A new, unofficial branding strategy for the TTC. Images from Tommy Silver’s Brand New Classroom pitch.
- Tommy Silver, a student at the Billy Blue College of Design in Sydney, Australia, put together this reimagining of the TTC’s brand, turning the classic red logo into a chunky maroon beast, which BlogTO described as “angular and sleek” (?). Partial credit.
- Speaking of the TTC, the controversy-sparking second exits at Greenwood and Donlands stations weren’t the only important thing the TTC talked about at their mid-week board meeting. Steve Munro summarizes all the other TTC developments, from subway cellphone service (Bell, Rogers, and Telus will be working together!) to an audit of TTC station cleanliness (a “cleaning blitz” is coming!).

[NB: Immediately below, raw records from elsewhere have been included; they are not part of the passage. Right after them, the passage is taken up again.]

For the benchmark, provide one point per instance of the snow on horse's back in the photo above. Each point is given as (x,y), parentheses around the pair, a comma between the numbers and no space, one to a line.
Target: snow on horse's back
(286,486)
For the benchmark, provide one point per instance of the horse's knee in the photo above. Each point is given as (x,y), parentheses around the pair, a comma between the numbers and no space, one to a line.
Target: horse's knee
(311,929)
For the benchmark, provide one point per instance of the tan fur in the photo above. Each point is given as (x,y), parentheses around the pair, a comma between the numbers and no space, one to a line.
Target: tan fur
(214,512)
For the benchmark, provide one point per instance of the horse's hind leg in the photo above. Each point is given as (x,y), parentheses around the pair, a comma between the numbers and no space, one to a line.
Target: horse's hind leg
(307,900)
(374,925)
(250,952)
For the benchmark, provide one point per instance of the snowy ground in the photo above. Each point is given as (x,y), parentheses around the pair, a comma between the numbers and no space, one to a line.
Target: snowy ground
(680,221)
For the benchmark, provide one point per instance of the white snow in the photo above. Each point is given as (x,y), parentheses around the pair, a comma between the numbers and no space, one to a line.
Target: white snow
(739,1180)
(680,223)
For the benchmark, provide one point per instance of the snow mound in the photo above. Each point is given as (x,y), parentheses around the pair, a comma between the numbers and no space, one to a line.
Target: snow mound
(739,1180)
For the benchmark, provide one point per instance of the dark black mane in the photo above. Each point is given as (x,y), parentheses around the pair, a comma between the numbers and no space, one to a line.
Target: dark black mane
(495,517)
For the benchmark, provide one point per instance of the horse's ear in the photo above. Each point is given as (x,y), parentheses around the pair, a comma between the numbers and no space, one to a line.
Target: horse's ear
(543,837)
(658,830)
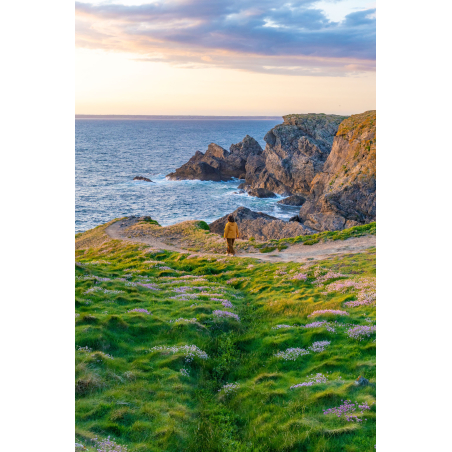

- It’s not every day that a vaguely xenophobic urban legend has its origins in a Toronto Star story, but it happens.
- An update about Global National‘s use of footage from Vancouver anti-Olympics protests in a segment on Toronto anti-G20 protests, from Craig Silverman’s Columbia Journalism Review column about the G20 and the media: Silverman reports that the mistake was “completely unintentional,” and that Global National will be issuing an on-air correction on Saturday afternoon. (Yesterday’s Extra, Extra has a bit more context.)
- And do stop signs with “Hammer Time” added below them—you know, so they read “STOP / HAMMER TIME”—ever get old? This one, at Jones and Boultbee in the city’s east end, is a great example of how far a comma and a well-chosen font can go.